Después, en 1939, Trópico de Capricornio, sigue explorando esa veta, y lo lleva a recibir cartas de admiradores como Lawrence Durrell (El Cuarteto de Alejandría)que lo consideran "la única obra de talla verdaderamente humana de la que este siglo puede vanagloriarse". La estadía en Grecia con este nuevo amigo daría pie a El coloso Masurí, Un bello libro de viajes. Pero otra vertiente de Miller, su feroz y descarnada crítica de la sociedad norteamericana, lo erige en gurú atrayente para la generación hippie. La película que recordó su relación con Anais Nin fijó aún más su fama. Pero ella tiene una base real en la prosa desatada de estas dos obras fulgurantes. Los Trópicos. Y otros como Sexus y Nexus. El fragmento incluido forma parte de la amplia antología de su obra titulada Genio y lujuria, Barcelona, Grijalbo, 1979.



SEXUS (fragmento)

Permanecimos sentados de este modo durante algunos minutos, sin que ninguno de los dos atreviese a alzar la mirada. Oí un respingo y, al levantar los ojos, vi su rostro temblando de dolor. Estiró los brazos sobre la mesa y, sollozando y lloriqueando, agachó la cabeza, apretando la cara contra la mesa. La había visto llorar muchas veces pero aquel era el tipo de rendición más horrible e irresistible. Me enervaba. Fui hasta su lado y le coloqué la mano en el hombro. Intenté decir algo, pero las palabras se me atragantaron en la garganta. No sabiendo qué hacer, le froté el cabello con la mano, acariciándoselo tristemente, distante, como si se tratara de la cabeza de un extraño animal herido que me hubiese encontrado en la oscuridad.

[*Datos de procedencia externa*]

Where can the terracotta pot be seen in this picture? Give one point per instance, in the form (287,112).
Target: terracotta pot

"Vamos, vamos, -logré balbucear-, esto no servirá de nada".

Sus sollozos redoblaron. Supe que había dicho lo que no debía. No había podido evitarlo. Hiciera lo que hiciese -incluso si se suicidaba- yo no podía cambiar la situación. Esperaba las lágrimas. Y también casi había esperado que yo hiciese aquello: acariciarle el cabello mientras sollozaba y decir lo que no debía. Mi mente tenía una idea fija. Si acababa con aquello y se iba a la cama, yo podría volver a sentarme y terminar la carta. Podía añadir una posdata referente a cauterizar la herida. Podía decir con una mezcla de honrada alegría y aflicción: "Se ha terminado".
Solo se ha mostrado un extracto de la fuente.